Activation energy: \( E_a = 300 \, \text{kJ/mol} = 300 \times 10^3 \, \text{J/mol} \)

Rate constant at \( T_2 \): \( k_2 = 4k_1 \)

The Arrhenius equation relates the rate constant \(k\) to the temperature \(T\) as follows:

\(k = A \exp\left(-\frac{E_a}{RT}\right)\)

Where \(A\) is a pre-exponential factor, \(E_a\) is the activation energy, \(R\) is the gas constant, and \(T\) is the temperature.
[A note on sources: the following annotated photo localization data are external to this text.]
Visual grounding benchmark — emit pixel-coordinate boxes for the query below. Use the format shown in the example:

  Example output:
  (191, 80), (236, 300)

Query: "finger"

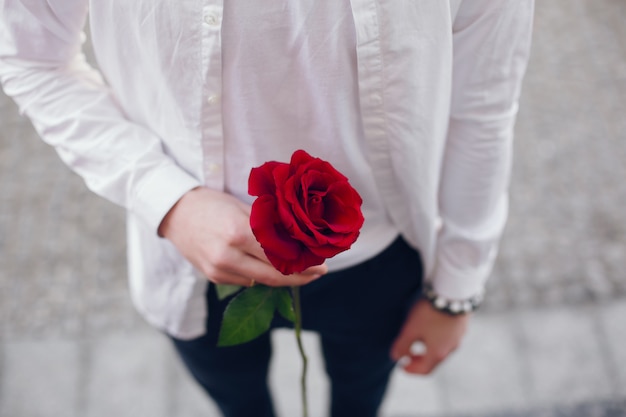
(404, 353), (444, 375)
(213, 248), (321, 287)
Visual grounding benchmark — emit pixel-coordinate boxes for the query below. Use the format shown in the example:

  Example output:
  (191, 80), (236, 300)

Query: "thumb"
(391, 325), (419, 362)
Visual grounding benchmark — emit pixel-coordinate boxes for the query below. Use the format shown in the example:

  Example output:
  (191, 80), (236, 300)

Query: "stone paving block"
(86, 333), (171, 417)
(270, 329), (329, 417)
(381, 369), (444, 417)
(600, 300), (626, 397)
(520, 307), (613, 405)
(439, 313), (528, 414)
(0, 340), (82, 417)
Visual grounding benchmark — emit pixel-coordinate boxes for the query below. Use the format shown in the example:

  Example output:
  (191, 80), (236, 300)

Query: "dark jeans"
(173, 239), (422, 417)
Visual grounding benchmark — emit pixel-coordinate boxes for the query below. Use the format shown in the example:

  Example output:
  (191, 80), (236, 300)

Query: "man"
(0, 0), (533, 416)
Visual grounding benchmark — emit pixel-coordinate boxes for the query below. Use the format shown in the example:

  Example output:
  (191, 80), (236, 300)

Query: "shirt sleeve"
(0, 0), (199, 233)
(432, 0), (534, 299)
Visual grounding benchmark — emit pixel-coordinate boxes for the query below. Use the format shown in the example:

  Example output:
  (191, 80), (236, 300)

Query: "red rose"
(248, 150), (363, 275)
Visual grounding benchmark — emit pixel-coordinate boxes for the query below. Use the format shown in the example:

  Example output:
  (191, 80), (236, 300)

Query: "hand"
(159, 187), (328, 287)
(391, 300), (469, 375)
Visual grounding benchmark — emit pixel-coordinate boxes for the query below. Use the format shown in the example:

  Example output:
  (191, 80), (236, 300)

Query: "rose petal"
(250, 194), (302, 264)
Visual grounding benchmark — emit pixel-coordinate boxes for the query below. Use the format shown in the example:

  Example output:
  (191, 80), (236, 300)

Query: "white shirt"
(221, 0), (398, 271)
(0, 0), (533, 338)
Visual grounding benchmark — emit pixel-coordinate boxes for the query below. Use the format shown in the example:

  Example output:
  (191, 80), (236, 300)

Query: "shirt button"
(206, 95), (220, 105)
(204, 14), (220, 26)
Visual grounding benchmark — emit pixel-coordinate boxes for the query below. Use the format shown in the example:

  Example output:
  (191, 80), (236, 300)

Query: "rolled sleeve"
(0, 0), (199, 234)
(432, 0), (534, 299)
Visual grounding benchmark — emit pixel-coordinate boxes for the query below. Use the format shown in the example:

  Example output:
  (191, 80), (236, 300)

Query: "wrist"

For two different temperatures \( T_1 \) and \( T_2 \), the ratio of rate constants \( k_1 \) and \( k_2 \) is:

\(\frac{k_2}{k_1} = \exp\left[\frac{E_a}{R} \left(\frac{1}{T_1} - \frac{1}{T_2}\right)\right]\)

Given that \( k_2 = 4k_1 \):

\(4 = \exp\left[\frac{E_a}{R} \left(\frac{1}{T_1} - \frac{1}{T_2}\right)\right]\)

Taking the natural logarithm of both sides:

\(\ln(4) = \frac{E_a}{R} \left(\frac{1}{T_1} - \frac{1}{T_2}\right)\)

Substitute the given values:

\(\ln(4) = \frac{300 \times 10^3}{8.314} \left(\frac{1}{300} - \frac{1}{T_2}\right)\)

Now, rearrange to solve for \( \frac{1}{T_2} \):

\(\frac{1}{T_2} = \frac{1}{300} - \frac{\ln(4) \times 8.314}{300 \times 10^3}\)

Plugging in the numbers:

\(\frac{1}{T_2} = \frac{1}{300} - \frac{1.386 \times 8.314}{300 \times 10^3}\)

This simplifies to:

\(T_2 \approx 303.5 \, \text{K}\)

Since \( T_2 \) is approximately \( 303.5 \, \text{K} \), the closest answer among the provided options is 304 K.